Sorry I am currently somehow confused by the following:
The Legendre polynomials $(P_l)$ form an ONB of $L^2(0,\pi)$ and the complex exponentials $(\frac{1}{\sqrt{2\pi}}e^{in \theta})_n$ form an ONB of $L^2(0,2\pi)$.
So $(P_l) \otimes (\frac{1}{\sqrt{2\pi}}e^{in \theta})_n$ should form an ONB of $L^2(0,\pi) \otimes L^2(0,2\pi),$ On the other hand, we know that the spherical harmonics form an ONB of the tensor product space $L^2(0,\pi) \otimes L^2(0,2\pi),$
but they are not just combintions of the Legendre polynomials and the exponentials but rather combinations of the associated(!) Legendre polynomials $(P_l^m)$ and the exponentials. So do the associated Legendre polynomials also form an ONB of something or how do they come into play when talking about the tensor product space?
So something is strange about this.
The key thing to recognize here is that an orthonormal basis on a space is very much not unique. For example, by rescaling the $x$ axis by a factor of two, you could adjust the Legendre polynomials to form an orthonormal basis on $L^2(0,2\pi)$, while at the same time the complex exponentials $\frac1{\sqrt{2\pi}}e^{inx}$ also form an orthonormal basis on this same space. The consequence is that each of these orthonormal bases can be expressed in terms of the other. In this case, a complex exponential $e^{inx}$ can be written in terms of its Taylor series $e^{inx}=\sum_{k=0}^\infty \frac{i^kx^k}{k!}$, and each of the monomials $x^k$ can be expressed as a linear combination of Legendre polynomials of degree at most $k$. Conversely, each Legendre polynomial has a Fourier series representation which expresses it in terms of the functions $e^{inx}$.

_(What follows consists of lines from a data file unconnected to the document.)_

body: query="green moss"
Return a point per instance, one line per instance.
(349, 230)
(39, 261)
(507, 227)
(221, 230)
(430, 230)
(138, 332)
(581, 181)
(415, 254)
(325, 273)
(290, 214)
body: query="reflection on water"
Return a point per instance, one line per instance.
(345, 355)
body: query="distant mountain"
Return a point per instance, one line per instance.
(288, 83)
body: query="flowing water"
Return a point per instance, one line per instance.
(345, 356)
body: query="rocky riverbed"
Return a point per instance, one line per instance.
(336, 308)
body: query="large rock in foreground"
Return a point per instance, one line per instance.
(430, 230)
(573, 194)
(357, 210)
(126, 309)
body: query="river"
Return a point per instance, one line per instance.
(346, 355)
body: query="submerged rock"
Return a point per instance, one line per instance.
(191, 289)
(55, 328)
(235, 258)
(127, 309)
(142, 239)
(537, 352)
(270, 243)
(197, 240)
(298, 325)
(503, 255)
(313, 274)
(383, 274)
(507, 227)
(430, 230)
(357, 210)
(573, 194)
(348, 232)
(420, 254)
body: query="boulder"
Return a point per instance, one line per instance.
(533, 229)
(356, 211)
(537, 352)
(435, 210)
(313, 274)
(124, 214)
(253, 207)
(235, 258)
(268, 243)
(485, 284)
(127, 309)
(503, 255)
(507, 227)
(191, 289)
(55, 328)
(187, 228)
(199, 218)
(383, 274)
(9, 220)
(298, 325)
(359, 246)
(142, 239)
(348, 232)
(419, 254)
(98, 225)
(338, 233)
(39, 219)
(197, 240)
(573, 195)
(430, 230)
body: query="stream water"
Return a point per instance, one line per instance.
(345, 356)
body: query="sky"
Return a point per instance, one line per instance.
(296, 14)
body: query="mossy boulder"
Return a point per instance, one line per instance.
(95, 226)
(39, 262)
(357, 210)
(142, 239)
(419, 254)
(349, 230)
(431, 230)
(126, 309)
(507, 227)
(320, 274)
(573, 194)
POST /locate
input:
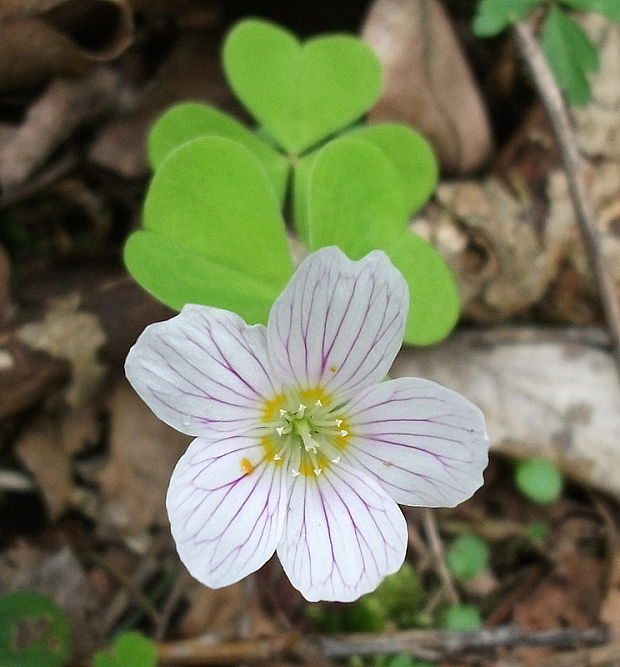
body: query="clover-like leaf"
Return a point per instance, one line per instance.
(130, 649)
(191, 120)
(410, 154)
(34, 631)
(301, 93)
(570, 54)
(434, 301)
(492, 16)
(213, 232)
(355, 198)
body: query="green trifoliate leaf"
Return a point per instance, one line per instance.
(301, 93)
(539, 480)
(492, 16)
(408, 152)
(609, 8)
(213, 232)
(462, 617)
(571, 55)
(191, 120)
(434, 300)
(130, 649)
(34, 631)
(412, 157)
(467, 556)
(355, 198)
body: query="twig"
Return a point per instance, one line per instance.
(553, 101)
(204, 651)
(432, 645)
(130, 590)
(432, 534)
(172, 600)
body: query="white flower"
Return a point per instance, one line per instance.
(300, 447)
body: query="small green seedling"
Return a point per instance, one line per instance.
(568, 49)
(130, 649)
(404, 660)
(467, 556)
(539, 480)
(537, 531)
(34, 631)
(462, 617)
(213, 227)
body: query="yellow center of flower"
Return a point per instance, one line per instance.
(303, 430)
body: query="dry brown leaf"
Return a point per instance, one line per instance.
(60, 575)
(427, 81)
(40, 39)
(598, 124)
(46, 448)
(542, 395)
(216, 612)
(120, 144)
(143, 452)
(40, 450)
(51, 119)
(68, 333)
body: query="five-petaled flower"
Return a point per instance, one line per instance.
(300, 447)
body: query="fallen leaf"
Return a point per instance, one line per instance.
(76, 336)
(60, 575)
(39, 448)
(428, 83)
(143, 452)
(542, 393)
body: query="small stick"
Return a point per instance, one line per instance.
(204, 651)
(172, 600)
(552, 99)
(437, 645)
(432, 534)
(432, 645)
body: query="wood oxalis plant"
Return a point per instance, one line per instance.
(301, 447)
(213, 225)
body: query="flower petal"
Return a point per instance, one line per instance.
(342, 535)
(425, 444)
(226, 508)
(338, 324)
(203, 372)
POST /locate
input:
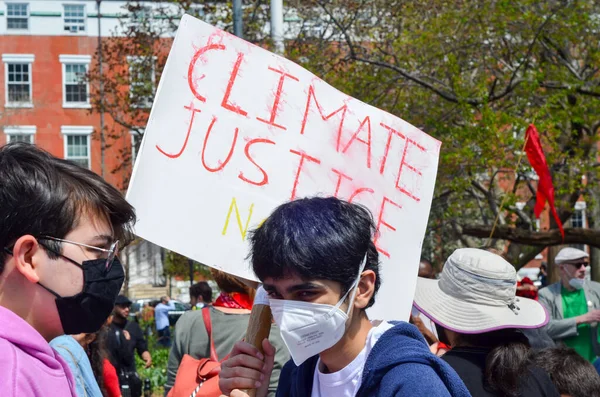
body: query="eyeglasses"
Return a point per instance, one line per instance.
(111, 252)
(578, 265)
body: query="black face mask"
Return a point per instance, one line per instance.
(87, 311)
(442, 334)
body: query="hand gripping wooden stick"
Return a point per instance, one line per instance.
(259, 325)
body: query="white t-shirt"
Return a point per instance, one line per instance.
(346, 382)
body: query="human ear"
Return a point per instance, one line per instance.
(28, 255)
(365, 289)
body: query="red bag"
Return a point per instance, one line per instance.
(199, 378)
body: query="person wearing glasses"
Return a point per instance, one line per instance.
(574, 305)
(60, 227)
(123, 339)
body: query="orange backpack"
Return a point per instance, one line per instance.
(199, 378)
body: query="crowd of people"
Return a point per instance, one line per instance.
(475, 329)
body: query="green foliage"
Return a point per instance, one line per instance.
(474, 74)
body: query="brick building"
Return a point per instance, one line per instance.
(47, 48)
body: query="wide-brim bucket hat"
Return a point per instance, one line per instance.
(476, 293)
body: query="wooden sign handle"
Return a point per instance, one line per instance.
(259, 328)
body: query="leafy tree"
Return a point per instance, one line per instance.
(474, 75)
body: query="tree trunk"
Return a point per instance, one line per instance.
(125, 261)
(551, 268)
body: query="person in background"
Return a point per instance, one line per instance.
(105, 372)
(320, 268)
(123, 339)
(574, 305)
(477, 313)
(229, 316)
(147, 317)
(60, 226)
(543, 276)
(161, 316)
(527, 289)
(72, 350)
(572, 375)
(200, 295)
(425, 325)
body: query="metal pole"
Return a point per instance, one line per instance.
(191, 265)
(238, 27)
(102, 139)
(277, 26)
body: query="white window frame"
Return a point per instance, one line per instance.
(79, 60)
(147, 11)
(28, 17)
(13, 130)
(73, 130)
(133, 59)
(84, 19)
(22, 59)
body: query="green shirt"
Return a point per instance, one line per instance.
(575, 304)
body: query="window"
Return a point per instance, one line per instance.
(75, 85)
(141, 81)
(21, 133)
(77, 144)
(17, 16)
(18, 79)
(74, 15)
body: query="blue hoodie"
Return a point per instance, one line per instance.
(400, 364)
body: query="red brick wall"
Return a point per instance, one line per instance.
(48, 114)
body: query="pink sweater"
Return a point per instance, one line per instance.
(28, 365)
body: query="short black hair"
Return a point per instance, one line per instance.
(316, 238)
(44, 195)
(571, 374)
(201, 289)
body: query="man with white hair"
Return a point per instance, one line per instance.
(573, 304)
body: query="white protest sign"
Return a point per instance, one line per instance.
(236, 131)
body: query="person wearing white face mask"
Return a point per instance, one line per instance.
(320, 268)
(574, 305)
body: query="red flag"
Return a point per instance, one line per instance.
(535, 154)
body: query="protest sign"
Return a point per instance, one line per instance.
(236, 131)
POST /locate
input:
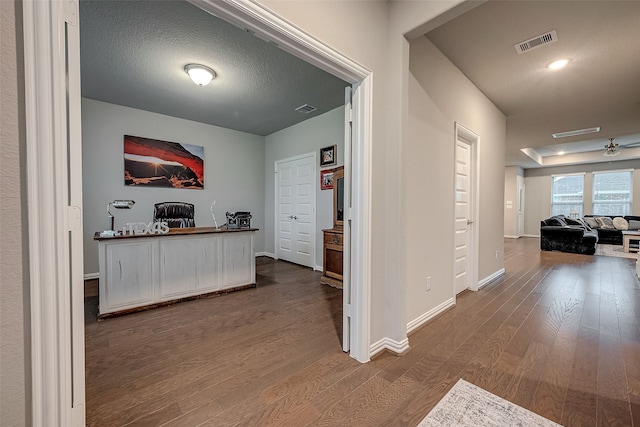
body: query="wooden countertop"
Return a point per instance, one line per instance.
(177, 232)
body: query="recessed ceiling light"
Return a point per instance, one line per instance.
(200, 74)
(556, 65)
(575, 132)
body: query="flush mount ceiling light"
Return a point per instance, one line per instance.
(556, 65)
(575, 132)
(200, 74)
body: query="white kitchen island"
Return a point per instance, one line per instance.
(138, 272)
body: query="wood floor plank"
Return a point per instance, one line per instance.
(558, 334)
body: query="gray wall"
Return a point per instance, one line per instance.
(15, 380)
(538, 189)
(234, 171)
(306, 137)
(439, 96)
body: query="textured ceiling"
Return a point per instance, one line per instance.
(133, 53)
(599, 87)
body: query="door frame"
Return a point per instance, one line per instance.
(276, 234)
(466, 136)
(51, 158)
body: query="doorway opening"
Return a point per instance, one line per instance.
(61, 376)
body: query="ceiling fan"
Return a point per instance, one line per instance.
(611, 148)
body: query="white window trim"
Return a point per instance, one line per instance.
(552, 204)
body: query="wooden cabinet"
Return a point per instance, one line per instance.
(332, 258)
(332, 263)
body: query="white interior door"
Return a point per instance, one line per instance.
(520, 223)
(296, 209)
(463, 217)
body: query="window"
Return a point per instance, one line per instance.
(567, 195)
(612, 193)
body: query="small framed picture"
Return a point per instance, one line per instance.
(326, 179)
(328, 156)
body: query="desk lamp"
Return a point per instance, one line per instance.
(118, 204)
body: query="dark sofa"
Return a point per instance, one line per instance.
(567, 235)
(611, 236)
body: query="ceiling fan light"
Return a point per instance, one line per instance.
(200, 74)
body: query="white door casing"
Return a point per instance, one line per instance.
(465, 226)
(346, 235)
(296, 209)
(54, 198)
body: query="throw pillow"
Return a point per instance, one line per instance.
(592, 222)
(556, 221)
(605, 222)
(577, 223)
(620, 223)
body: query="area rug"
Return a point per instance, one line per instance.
(468, 405)
(614, 250)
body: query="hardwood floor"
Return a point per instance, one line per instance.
(559, 334)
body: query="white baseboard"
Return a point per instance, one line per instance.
(421, 320)
(484, 282)
(397, 347)
(267, 254)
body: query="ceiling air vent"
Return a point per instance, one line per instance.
(306, 109)
(535, 42)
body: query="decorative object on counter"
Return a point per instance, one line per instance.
(158, 227)
(154, 163)
(213, 214)
(175, 214)
(118, 204)
(238, 219)
(326, 179)
(328, 156)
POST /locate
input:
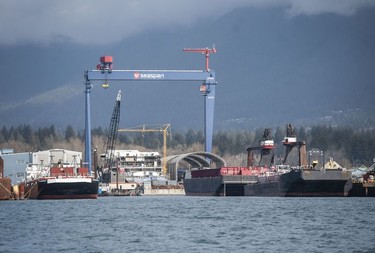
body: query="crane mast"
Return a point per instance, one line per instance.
(112, 136)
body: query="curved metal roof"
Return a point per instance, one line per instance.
(198, 160)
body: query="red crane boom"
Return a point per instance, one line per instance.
(206, 51)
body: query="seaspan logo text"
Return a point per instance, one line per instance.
(137, 75)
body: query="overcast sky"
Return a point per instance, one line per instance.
(102, 22)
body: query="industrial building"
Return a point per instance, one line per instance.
(18, 166)
(14, 165)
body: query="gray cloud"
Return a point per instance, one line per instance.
(54, 96)
(102, 22)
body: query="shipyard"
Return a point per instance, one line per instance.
(187, 126)
(66, 174)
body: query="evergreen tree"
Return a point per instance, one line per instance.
(69, 133)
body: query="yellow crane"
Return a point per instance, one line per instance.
(153, 128)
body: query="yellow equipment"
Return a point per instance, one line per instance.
(153, 128)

The consequence is that the spherical harmonics may be expressed in it terms of whichever orthogonal bases you wish to use for the two factors in the tensor product $L^2(0,\pi) \otimes L^2(0,2\pi)$ (and there are infinitely many choices). However, if we are thinking of these as functions on the sphere, then such tensor-product bases may be less convenient than the spherical harmonics because they will not behave as nicely under the symmetries of the sphere (i.e., under the action of the orthogonal group $O(3)$).